Tucson’s Q3 Retail Market Report: Small-Shop Scarcity vs. Big-Box Availability

TUCSON, AZ (December 4, 2025) — In Q3, Tucson’s retail market remained balanced amid cautious optimism, with vacancy rising slightly to 6.0% due to larger store closures. Tucson’s retail sector was defined by steady fundamentals, targeted expansion in niche segments, and cautious upward pressure on rates.
Smaller-format availabilities under 4,000 square feet (sf) were limited with vacancy at just 2.1%, underscoring few options for shop space operators. Elevated construction costs and interest rates restrained speculative development, keeping new supply muted.
Leasing activity is returning to rebound to pre-pandemic levels, with space demand centered on value, experiential, and fitness-oriented users. Discounters and resale operators were actively backfilling big-box vacancies, while health, wellness, and indoor recreation tenants expanded their footprints.
Infill and adaptive reuse projects gained traction as cost pressures discouraged large ground-up builds. Asking rents climbed 4.8% YOY, reflecting stronger momentum, though average rates still sat below national benchmarks. The affordability of Tucson’s retail space remained advantageous in attracting regional and national tenants. Supply constraints kept vacancy from climbing sharply and rent growth may accelerate if tenant demand persists.

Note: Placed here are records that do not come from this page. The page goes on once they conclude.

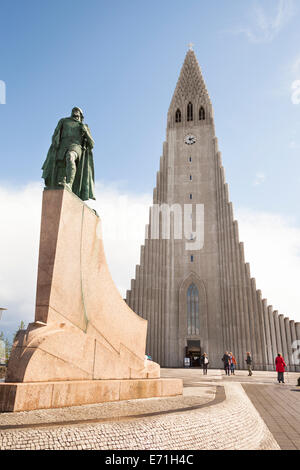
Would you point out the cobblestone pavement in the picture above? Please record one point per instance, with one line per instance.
(214, 413)
(279, 407)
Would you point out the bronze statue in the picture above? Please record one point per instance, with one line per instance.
(69, 162)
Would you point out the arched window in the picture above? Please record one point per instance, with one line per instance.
(201, 114)
(178, 116)
(190, 112)
(193, 322)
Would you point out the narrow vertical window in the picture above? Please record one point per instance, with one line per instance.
(190, 112)
(193, 323)
(178, 115)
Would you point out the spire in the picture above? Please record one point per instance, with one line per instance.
(190, 86)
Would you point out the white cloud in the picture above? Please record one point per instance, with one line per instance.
(123, 215)
(267, 25)
(272, 246)
(260, 178)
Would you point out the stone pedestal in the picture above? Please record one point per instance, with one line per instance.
(84, 335)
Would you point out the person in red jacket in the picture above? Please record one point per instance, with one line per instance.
(280, 365)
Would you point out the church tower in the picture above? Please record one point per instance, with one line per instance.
(192, 284)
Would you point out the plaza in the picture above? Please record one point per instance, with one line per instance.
(215, 413)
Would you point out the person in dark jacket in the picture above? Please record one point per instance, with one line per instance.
(226, 360)
(248, 360)
(280, 365)
(205, 362)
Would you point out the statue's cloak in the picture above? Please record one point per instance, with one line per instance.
(83, 186)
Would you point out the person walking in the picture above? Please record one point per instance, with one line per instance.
(280, 365)
(205, 363)
(232, 363)
(226, 360)
(249, 363)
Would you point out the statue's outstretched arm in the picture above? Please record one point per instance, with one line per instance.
(57, 132)
(88, 136)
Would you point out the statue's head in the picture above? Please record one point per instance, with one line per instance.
(77, 114)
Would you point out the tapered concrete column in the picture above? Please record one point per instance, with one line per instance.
(141, 289)
(273, 335)
(128, 297)
(137, 289)
(240, 311)
(294, 343)
(277, 331)
(247, 345)
(297, 345)
(289, 343)
(283, 339)
(251, 312)
(268, 335)
(297, 326)
(258, 359)
(262, 332)
(133, 295)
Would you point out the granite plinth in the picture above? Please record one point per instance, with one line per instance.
(42, 395)
(84, 334)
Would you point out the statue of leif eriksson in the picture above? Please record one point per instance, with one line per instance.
(69, 162)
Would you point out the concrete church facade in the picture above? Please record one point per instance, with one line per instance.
(195, 289)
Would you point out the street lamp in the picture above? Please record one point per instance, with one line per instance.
(1, 311)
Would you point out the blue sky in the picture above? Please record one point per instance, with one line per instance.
(119, 60)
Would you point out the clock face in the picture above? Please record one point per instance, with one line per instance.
(190, 139)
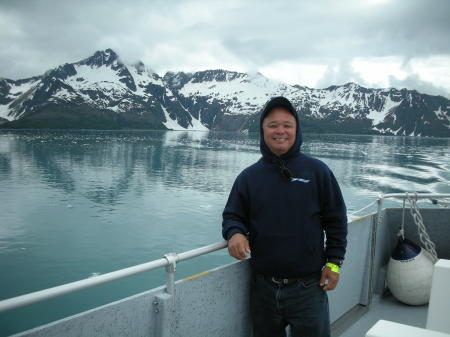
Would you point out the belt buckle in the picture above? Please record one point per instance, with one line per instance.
(283, 281)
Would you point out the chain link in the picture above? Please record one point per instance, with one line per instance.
(422, 230)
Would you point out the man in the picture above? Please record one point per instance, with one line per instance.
(278, 211)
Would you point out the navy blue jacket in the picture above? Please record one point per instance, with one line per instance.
(284, 219)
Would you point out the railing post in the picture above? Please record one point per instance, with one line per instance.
(171, 268)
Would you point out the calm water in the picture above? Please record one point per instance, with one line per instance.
(76, 204)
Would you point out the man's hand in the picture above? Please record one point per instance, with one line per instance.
(329, 279)
(238, 246)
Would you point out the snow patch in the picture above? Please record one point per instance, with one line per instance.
(378, 116)
(4, 111)
(440, 114)
(171, 124)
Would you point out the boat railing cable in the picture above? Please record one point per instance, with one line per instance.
(167, 261)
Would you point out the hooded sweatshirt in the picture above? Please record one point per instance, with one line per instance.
(284, 217)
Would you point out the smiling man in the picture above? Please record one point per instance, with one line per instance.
(278, 212)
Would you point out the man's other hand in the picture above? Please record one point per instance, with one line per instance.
(238, 246)
(329, 279)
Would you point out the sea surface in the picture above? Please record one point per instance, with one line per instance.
(75, 204)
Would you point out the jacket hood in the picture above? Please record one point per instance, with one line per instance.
(279, 102)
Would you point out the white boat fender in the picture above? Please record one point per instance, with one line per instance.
(409, 273)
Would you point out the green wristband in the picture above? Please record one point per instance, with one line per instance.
(333, 267)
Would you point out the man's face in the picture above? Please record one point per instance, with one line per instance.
(279, 128)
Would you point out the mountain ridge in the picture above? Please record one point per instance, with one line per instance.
(101, 91)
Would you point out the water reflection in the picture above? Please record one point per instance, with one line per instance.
(104, 166)
(74, 203)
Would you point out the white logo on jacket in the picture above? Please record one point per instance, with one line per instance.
(300, 180)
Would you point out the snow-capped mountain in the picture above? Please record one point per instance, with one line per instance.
(102, 92)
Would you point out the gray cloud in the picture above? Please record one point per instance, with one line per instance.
(242, 35)
(415, 82)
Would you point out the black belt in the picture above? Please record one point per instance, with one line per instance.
(285, 281)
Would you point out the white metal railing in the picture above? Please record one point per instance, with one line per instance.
(381, 197)
(169, 261)
(379, 201)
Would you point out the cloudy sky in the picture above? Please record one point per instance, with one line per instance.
(376, 43)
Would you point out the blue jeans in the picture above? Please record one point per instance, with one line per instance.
(302, 304)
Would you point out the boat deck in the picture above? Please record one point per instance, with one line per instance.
(360, 319)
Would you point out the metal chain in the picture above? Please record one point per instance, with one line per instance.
(421, 229)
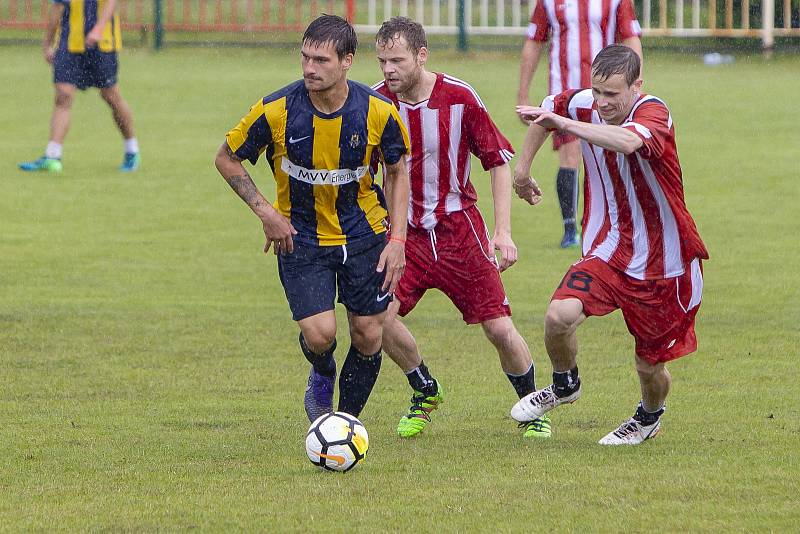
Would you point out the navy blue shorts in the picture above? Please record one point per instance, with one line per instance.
(311, 274)
(90, 69)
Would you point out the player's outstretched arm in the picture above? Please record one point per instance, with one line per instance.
(524, 185)
(393, 257)
(608, 136)
(501, 196)
(53, 18)
(277, 228)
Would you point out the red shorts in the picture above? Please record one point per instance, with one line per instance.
(455, 258)
(560, 139)
(659, 313)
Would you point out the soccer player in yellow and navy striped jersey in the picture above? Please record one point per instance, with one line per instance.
(81, 42)
(321, 162)
(323, 137)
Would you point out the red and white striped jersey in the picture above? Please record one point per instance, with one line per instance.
(578, 30)
(444, 130)
(634, 215)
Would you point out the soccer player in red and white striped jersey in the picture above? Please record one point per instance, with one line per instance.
(577, 31)
(448, 246)
(641, 250)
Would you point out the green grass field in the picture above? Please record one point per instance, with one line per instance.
(150, 376)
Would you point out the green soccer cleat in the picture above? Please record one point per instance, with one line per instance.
(131, 162)
(43, 164)
(538, 428)
(418, 415)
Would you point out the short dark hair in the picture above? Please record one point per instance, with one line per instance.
(332, 29)
(413, 32)
(617, 59)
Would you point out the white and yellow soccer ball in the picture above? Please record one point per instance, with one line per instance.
(336, 441)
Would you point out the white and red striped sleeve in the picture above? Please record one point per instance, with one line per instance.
(539, 25)
(559, 104)
(627, 24)
(652, 122)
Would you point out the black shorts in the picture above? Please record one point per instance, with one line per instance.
(90, 69)
(311, 275)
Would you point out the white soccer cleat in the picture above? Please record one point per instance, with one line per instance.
(538, 403)
(631, 432)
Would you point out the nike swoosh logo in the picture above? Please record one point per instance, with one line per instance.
(338, 459)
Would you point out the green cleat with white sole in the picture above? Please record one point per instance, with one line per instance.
(418, 415)
(43, 164)
(538, 428)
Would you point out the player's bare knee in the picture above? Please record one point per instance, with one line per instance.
(367, 339)
(63, 99)
(500, 332)
(319, 339)
(111, 96)
(647, 370)
(559, 320)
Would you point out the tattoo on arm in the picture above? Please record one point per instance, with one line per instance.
(231, 154)
(246, 189)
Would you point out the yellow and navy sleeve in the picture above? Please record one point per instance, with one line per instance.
(394, 141)
(252, 135)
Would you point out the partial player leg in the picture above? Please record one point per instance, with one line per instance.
(59, 122)
(124, 120)
(318, 343)
(59, 125)
(517, 364)
(562, 320)
(363, 362)
(645, 424)
(402, 348)
(569, 157)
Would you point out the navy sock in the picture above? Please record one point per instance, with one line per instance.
(323, 363)
(524, 383)
(420, 379)
(567, 189)
(566, 383)
(648, 418)
(359, 373)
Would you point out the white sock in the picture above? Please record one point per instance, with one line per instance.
(53, 150)
(131, 146)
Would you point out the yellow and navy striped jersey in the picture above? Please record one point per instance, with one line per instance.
(79, 18)
(322, 162)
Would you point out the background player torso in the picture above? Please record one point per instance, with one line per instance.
(444, 130)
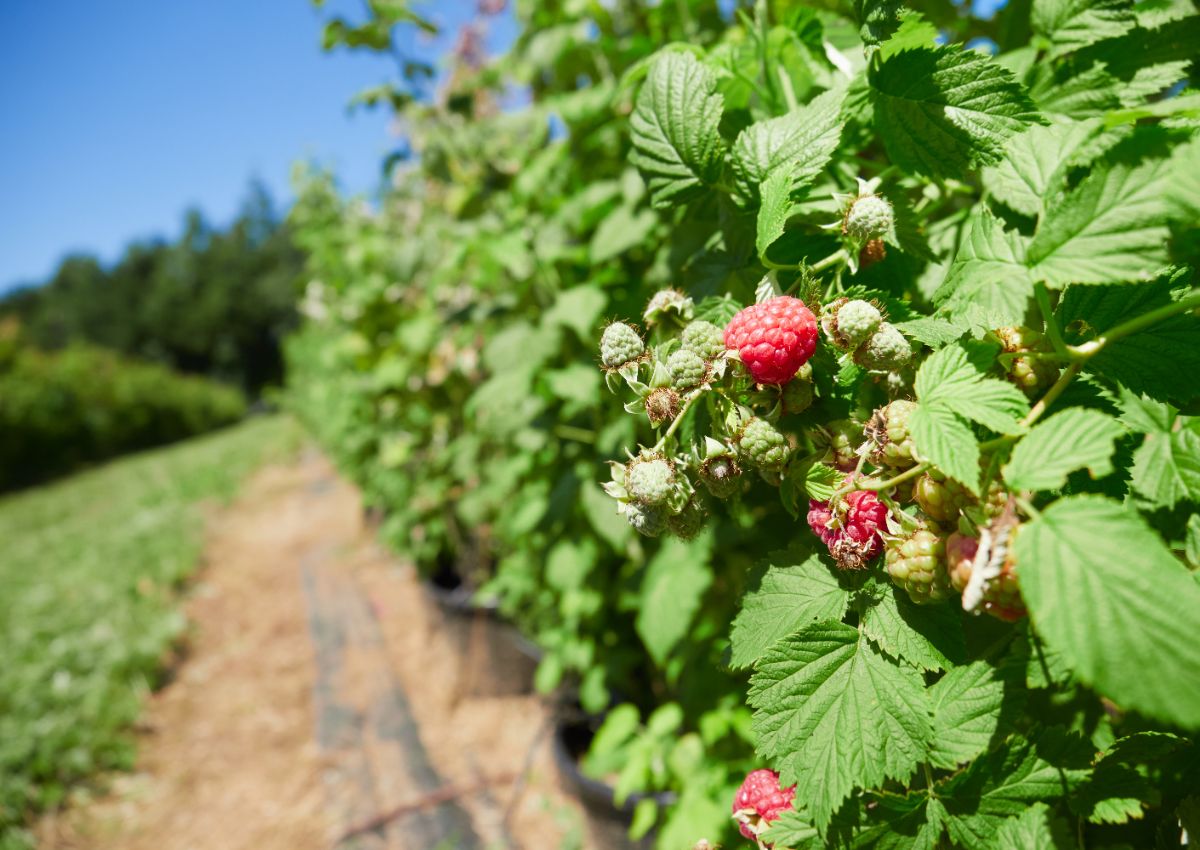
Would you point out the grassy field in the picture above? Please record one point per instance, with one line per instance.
(90, 569)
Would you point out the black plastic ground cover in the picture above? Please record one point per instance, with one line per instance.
(365, 728)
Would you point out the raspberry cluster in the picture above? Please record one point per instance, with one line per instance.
(759, 801)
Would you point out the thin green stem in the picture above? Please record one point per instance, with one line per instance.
(1053, 331)
(835, 258)
(1067, 376)
(1135, 324)
(579, 435)
(1027, 507)
(675, 425)
(874, 484)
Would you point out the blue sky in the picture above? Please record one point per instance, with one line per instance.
(117, 115)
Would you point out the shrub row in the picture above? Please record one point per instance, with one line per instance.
(63, 409)
(900, 334)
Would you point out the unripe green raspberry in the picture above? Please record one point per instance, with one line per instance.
(763, 446)
(703, 337)
(940, 498)
(619, 345)
(646, 520)
(1031, 375)
(888, 431)
(687, 369)
(689, 521)
(667, 303)
(886, 351)
(869, 216)
(917, 564)
(797, 395)
(850, 323)
(661, 405)
(721, 474)
(649, 479)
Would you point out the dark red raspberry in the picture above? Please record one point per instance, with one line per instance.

Pricing reflected a market in equilibrium with steady rent growth and stability across most segments. Tucson’s average retail lease rates held near $20 per sf in Q3. Roughly 20% below the U.S. average, but posted annual growth of 4.8%, outpacing national trends. Affluent submarkets such as Foothills and Oro Valley commanded notable premiums due to strong household incomes and luxury retail demand.
Limited new construction and restrained supply applied modest upward pressure on rents, keeping market conditions balanced between landlords and tenants. Large-format may experience downward rate adjustments as vacancy builds, but smaller infills, fitness, and experiential users continued to lease at prevailing rents.